For the position angle distribution, the sample of galaxies is separated into two groups, those with highly inclined disks, b/a < 0.5 and the rounder (but not fully face-on, where the position angle is meaningless or poorly measured) galaxies, 0.5 < b/a < 0.75. Figs. 6-15 and 6-16 show the position angle distributions for highly inclined galaxies. For the brighter galaxies, J < 13.5, the distribution is flat across all angles, while the J to K comparison (bottom panels) is very good (scatter < 10° ). For faint galaxies, J > 13th, K > 12^th, there is indication of a slight position angle biased centered at -35° and +55° , possibly related to the non-circular (slightly out of focus) shape of the point spread function. Faint galaxies are typically smaller than 7" (see Fig. 6-8) and thus most of their flux is confined to an area associated with the point spread function. A slight (few degrees) bias in the position angle of the non-circular PSF can also induce a slight (few degree) bias in the galaxy 3-sigma isophote position angle. For more circular galaxies, Figs. 6-17 and 6-18 (bright and faint galaxies, respectively), not surprisingly the position angle is more uncertain (see bottom panels) with a dispersion ~10 to 20° and the faint galaxy position angle bias is even more apparent (see top panel Fig. 6-18) with these rounder-orientation galaxies.
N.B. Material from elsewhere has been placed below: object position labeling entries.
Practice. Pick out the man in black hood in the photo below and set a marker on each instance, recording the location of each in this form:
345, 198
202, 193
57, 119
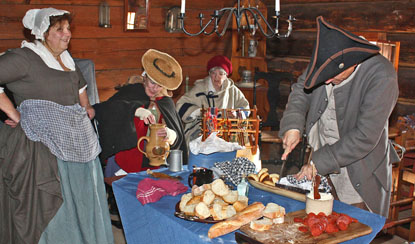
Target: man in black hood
343, 102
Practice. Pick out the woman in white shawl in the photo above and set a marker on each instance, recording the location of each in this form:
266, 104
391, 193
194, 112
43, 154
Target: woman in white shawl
215, 90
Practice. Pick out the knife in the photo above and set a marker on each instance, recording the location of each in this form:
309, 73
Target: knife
292, 188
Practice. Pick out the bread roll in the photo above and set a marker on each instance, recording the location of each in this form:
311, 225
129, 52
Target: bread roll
273, 210
269, 182
252, 212
264, 176
228, 212
216, 211
208, 197
189, 210
220, 201
253, 177
261, 172
194, 200
279, 220
219, 187
239, 206
261, 224
244, 199
199, 190
202, 211
183, 202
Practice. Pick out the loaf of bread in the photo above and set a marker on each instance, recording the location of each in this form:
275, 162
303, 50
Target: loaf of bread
261, 224
273, 211
252, 212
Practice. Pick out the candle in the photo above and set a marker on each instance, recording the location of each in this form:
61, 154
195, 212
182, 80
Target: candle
277, 5
183, 6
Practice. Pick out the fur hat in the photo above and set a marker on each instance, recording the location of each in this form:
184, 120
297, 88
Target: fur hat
220, 61
162, 69
335, 51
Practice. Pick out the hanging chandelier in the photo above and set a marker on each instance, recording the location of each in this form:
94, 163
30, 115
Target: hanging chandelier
252, 16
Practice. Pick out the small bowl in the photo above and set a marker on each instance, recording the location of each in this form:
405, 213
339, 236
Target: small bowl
324, 204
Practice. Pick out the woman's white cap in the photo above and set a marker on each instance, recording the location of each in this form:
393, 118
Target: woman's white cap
37, 20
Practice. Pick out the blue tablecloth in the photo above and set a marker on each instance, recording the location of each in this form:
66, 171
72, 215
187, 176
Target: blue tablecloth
156, 223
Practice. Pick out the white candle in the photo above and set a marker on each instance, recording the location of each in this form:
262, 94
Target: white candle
183, 6
277, 5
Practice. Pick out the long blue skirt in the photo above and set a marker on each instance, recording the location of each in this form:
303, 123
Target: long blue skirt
83, 217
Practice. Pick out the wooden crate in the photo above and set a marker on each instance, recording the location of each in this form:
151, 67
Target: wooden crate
231, 126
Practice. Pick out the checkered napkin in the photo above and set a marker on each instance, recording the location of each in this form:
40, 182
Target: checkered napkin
234, 170
306, 184
151, 190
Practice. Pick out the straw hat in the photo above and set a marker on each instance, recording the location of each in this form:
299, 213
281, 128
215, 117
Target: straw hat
162, 69
335, 51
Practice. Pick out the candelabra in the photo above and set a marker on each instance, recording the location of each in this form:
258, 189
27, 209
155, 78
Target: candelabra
240, 12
6.2.7 Comparison with Previously Catalogued Galaxies

Cross-matching galaxies (with accurate coordinate positions) found in the NASA Extragalactic Database (NED) with the first public release 2MASS extended source catalog, galaxies brighter than 15^th at J and 13.5 at K, we find an average match rate of ~14%. This rate is mostly representative of galaxies found in the field, whereas cluster galaxies (e.g., Virgo cluster) would have a much higher match rate since they are well studied and mostly complete within NED. Fig. 6-19 shows the NED-2MASS match J-band flux distribution (top panel), coordinate position difference (middle panel) and redshift distributions (bottom panel). Most NED/2MASS galaxies have J-band fluxes between 13 and 15 mag, with redshifts mostly dominated by nearby (z < 0.05) galaxies. The equatorial coordinate difference shows both a dispersion (~0.5²) and a slight systematic in the right ascension, ~-0.4² , and declination, ~0.02² , in the sense that the 2MASS positions are systematically further east and south compared to the NED sample. The nature and origin of this position bias is unknown at this time, but we note that comparing the uniform-by-design 2MASS positions with the heterogeneous sample coming from NED is inevitably complex. Finally, a skyplot (Fig. 6-20) of the 2MASS catalog sources and the NED sources demonstrates the areal coverage of 2MASS (crossing the Galactic plane) and the match rate. Note that the match rate is very high (100%) for a few small areas: this NED data corresponds to the 2MASS Sampler Catalog, which is a subset of the larger incremental 2MASS Extended Source Catalog.